Zicarelli was merely a customer of a gambling operation that federal authorities are investigating. His legal representative asked U.S. District Judge Greg Kays to grant a two-week recess and compel prosecutors to produce evidence showing that Zicarelli was something more than a casual gambler.
“He’s a law-abiding citizen who doesn’t want to be dragged into this investigation,” the lawyer emphasised.
Zicarelli had earlier invoked his 5th Amendment right not to give evidence that would tend to show that he had committed a crime after he was ordered to appear before the Grand Jury last month.
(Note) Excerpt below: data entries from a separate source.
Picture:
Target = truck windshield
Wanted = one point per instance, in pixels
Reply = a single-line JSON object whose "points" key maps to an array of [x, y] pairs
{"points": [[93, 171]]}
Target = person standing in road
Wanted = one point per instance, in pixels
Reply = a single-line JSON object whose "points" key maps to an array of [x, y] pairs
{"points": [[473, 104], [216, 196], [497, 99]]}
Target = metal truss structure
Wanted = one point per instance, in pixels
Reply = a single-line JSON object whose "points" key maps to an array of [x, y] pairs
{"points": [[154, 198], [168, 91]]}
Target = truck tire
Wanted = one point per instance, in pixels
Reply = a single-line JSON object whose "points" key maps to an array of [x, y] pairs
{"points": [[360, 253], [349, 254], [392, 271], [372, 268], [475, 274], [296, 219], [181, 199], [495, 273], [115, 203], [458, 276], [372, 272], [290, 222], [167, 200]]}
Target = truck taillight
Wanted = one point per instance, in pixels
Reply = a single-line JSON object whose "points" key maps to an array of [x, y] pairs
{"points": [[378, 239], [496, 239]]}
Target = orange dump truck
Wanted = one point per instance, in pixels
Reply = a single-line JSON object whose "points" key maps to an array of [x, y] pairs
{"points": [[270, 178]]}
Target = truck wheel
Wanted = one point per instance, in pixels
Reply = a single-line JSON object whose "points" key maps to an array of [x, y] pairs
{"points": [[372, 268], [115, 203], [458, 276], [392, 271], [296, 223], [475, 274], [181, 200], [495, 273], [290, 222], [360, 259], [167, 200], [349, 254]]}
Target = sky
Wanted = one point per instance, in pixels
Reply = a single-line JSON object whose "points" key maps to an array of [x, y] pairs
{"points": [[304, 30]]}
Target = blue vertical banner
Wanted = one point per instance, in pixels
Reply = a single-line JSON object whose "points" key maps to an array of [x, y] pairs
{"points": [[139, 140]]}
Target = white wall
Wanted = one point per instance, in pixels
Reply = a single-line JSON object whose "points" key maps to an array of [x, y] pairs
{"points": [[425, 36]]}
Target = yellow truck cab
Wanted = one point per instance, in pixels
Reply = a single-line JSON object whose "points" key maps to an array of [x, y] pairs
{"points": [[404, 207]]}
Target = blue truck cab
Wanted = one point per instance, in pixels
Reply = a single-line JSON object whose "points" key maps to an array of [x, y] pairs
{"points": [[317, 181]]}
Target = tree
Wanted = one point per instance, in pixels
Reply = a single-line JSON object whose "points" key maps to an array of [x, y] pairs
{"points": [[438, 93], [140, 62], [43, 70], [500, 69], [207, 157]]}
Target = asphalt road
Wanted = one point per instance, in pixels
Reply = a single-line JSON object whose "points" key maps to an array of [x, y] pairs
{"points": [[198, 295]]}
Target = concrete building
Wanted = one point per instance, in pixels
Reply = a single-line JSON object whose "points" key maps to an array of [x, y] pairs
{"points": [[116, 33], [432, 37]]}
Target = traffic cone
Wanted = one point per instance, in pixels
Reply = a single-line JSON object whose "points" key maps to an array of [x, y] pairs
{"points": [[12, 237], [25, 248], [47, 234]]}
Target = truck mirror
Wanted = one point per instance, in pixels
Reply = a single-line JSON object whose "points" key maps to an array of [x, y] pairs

A judge then gave him immunity from prosecution, but Zicarelli persisted in his refusal.
On Monday, Kays found him in contempt and committed him to detention for up to 18 months or until he agreed to tell what he knows to the grand jury.
Arguing against the 5th Amendment application from the witness, Assistant U.S. Attorney Paul Becker said the grand jury has a right to hear evidence about violations of U.S. laws.
“A law-abiding citizen has to make a decision,” Becker said. “Do I obey the law, or do I protect my bookmaker?”
After the hearing, Zicarelli’s father, Anthony Zicarelli, confronted Becker in a courthouse hallway and challenged him to investigate more serious crimes.
“It’s amazing how much power you have to destroy my son’s life,” Anthony Zicarelli said. “You’re putting all these young kids in jail.”
Becker listened to the criticism without comment and returned to his office.
Local media report that Judge Kays jailed three other men under similar circumstances in August this year.
Those jailed for refusing to testify could be released earlier if the grand jury completes its probe, if they decide to testify or if the jury completes its term, officials said.